We had hoped at least to reach Vernoye, a provincial capital near the converging point of the Turkestan, Siberian, and Chinese boundaries, whence we could continue, on the opening of the following spring, either through [pg 116]Siberia or across the Chinese empire. But in this we were doomed to disappointment. The delay on the part of the Russian authorities in granting us permission to enter Transcaspia had postponed at least a month our arrival in Tashkend, and now, owing to the early advent of the rainy season, the roads leading north were almost impassable even for the native carts. This fact, together with the reports of heavy snowfalls beyond the Alexandrovski mountains, on the road to Vernoye, lent a rather cogent influence to the persuasions of our friends to spend the winter among them.
A RELIGIOUS DRAMA IN SAMARKAND.
Then, too, such a plan, we thought, might not be unproductive of future advantages. Thus far we had been journeying through Russian territory without a passport. We had no authorization except the telegram to “come on,” received from General Kuropatkine at Askabad, and [pg 117]the verbal permission of Count Rosterzsoff at Samarkand to proceed to Tashkend. Furthermore, the passport for which we had just applied to Baron Wrevsky, the Governor-General of Turkestan, would be available only as far as the border of Siberia, where we should have to apply to the various governors-general along our course to the Pacific, in case we should find the route across the Chinese empire impracticable. A general permission to travel from Tashkend to the Pacific coast, through southern Siberia, could be obtained from St. Petersburg only, and that only through the chief executive of the province through which we were passing.
Permission to enter Turkestan is by no means easily obtained, as is well understood by the student of Russian policy in central Asia. We were not a little surprised, therefore, when our request to spend the winter in its capital was graciously granted by Baron Wrevsky, as well as the privilege for one of us to return in the mean time to London. This we had determined on, in order to secure some much-needed bicycle supplies, and to complete other arrangements for the success of our enterprise. By lot the return trip fell to Sachtleben. Proceeding by the Transcaspian and Transcaucasus railroads, the Caspian and Black seas, to Constantinople, and thence by the “overland express” to Belgrade, Vienna, Frankfort, and Calais, he was able to reach London in sixteen days.
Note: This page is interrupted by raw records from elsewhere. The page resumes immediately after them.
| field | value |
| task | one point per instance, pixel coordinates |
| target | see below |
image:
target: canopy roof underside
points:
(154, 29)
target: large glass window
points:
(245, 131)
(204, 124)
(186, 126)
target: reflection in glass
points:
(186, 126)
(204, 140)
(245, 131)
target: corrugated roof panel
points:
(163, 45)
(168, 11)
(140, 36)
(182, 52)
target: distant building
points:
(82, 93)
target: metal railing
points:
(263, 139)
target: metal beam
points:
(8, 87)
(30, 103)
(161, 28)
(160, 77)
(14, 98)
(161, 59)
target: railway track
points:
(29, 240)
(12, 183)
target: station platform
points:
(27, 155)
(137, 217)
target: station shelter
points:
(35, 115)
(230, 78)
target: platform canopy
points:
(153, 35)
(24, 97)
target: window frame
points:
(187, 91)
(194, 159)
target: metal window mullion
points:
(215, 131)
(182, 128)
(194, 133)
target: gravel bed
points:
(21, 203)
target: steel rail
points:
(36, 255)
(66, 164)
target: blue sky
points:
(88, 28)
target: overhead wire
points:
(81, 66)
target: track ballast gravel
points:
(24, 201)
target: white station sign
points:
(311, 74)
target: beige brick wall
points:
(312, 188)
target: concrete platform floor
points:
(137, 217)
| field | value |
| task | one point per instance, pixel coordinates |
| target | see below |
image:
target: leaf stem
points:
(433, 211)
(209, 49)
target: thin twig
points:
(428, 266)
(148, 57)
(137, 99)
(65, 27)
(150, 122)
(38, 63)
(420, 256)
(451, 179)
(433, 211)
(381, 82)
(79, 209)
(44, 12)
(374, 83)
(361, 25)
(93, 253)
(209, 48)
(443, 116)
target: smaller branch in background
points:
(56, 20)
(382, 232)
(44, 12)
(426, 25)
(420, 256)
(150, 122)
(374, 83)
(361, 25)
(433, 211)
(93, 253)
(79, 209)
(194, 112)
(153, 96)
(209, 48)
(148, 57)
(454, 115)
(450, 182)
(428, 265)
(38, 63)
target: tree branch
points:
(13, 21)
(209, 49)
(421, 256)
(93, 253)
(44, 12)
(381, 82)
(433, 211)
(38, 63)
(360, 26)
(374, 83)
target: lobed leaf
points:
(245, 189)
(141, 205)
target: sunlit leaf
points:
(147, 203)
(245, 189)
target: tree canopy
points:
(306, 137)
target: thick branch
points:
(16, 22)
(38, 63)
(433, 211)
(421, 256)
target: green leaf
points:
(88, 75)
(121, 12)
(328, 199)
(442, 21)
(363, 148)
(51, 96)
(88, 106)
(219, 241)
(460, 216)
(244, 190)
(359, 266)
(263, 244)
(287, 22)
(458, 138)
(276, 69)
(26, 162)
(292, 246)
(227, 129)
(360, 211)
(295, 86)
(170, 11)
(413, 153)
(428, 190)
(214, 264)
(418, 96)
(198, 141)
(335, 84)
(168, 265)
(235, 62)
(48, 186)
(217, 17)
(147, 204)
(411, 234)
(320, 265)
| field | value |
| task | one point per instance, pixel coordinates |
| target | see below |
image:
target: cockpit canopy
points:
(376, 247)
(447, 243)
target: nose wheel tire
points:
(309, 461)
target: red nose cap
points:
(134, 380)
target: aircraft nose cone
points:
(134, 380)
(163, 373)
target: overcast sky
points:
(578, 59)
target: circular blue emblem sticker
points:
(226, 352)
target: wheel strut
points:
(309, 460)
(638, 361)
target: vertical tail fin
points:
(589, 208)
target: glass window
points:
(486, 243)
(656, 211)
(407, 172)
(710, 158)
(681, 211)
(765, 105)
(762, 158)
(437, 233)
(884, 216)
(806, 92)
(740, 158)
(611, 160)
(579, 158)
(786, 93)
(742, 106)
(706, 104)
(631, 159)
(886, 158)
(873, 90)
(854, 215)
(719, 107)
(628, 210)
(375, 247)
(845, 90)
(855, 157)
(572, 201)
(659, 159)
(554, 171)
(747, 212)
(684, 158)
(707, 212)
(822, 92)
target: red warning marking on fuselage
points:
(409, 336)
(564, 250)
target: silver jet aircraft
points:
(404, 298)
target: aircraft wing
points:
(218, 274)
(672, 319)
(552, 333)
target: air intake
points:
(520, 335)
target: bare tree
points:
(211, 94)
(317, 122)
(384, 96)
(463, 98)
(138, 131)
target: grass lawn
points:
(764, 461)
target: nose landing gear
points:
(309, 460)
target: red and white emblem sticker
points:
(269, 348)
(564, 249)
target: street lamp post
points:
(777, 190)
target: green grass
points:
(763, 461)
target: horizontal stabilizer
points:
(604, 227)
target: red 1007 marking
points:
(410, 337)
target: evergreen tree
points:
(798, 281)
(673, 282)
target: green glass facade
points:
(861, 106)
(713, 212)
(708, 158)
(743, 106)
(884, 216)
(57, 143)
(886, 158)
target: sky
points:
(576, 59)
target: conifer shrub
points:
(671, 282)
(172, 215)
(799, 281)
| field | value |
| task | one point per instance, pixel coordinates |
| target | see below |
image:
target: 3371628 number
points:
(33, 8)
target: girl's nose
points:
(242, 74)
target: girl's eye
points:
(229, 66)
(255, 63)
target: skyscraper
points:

Tashkend, though nearly in the same latitude as New York, is so protected by the Alexandrovski mountains from the Siberian blizzards and the scorching winds of the Kara-Kum desert as to have an even more moderate climate. A tributary of the Tchirtchick river forms the line of demarcation between the native and the European portions of the city, although the population of the latter is by no means devoid of a native element. Both together [pg 118]cover an area as extensive as Paris, though the population is only 120,000, of which 100,000 are congregated in the native, or Sart, quarter. There is a floating element of Kashgarians, Bokhariots, Persians, and Afghans, and a resident majority of Kirghiz, Tatars, Jews, Hindus, gypsies, and Sarts, the latter being a generic title for the urban, as distinguished from the nomad, people.
OUR FERRY OVER THE ZERAFSHAN.
Our winter quarters were obtained at the home of a typical Russian family, in company with a young reserve officer. He, having finished his university career and time of military service, was engaged in Tashkend in the interest of his father, a wholesale merchant in Moscow. With him we were able to converse either in French or German, both of which languages he could speak more purely than his native Russian. Our good-natured, corpulent host had [pg 119]emigrated, in the pioneer days, from the steppes of southern Russia, and had grown wealthy through the “unearned increment.”
The Russian samovar is the characteristic feature of the Russian household. Besides a big bowl of cabbage soup at every meal, our Russian host would start in with a half-tumbler of vodka, dispose of a bottle of beer in the intervals, and then top off with two or three glasses of tea. The mistress of the household, being limited in her beverages to tea and soup, would usually make up in quantity what was lacking in variety. In fact, one day she informed us that she had not imbibed a drop of water for over six years. For this, however, there is a very plausible excuse. With the water at Tashkend, as with that from the Zerafshan at Bokhara, a dangerous worm called reshta is absorbed into the system. Nowhere have we drunk better tea than around the steaming samovar of our Tashkend host. No peasant is too poor, either in money or in sentiment, to buy and feel the cheering influence of tea. Even the Cossack, in his forays into the wilds of central Asia, is sustained by it. Unlike the Chinese, the Russians consider sugar a necessary concomitant of tea-drinking. There are three methods of sweetening tea: to put the sugar in the glass; to place a lump of sugar in the mouth, and suck the tea through it; to hang a lump in the midst of a tea-drinking circle, to be swung around for each in turn to touch with his tongue, and then to take a swallow of tea.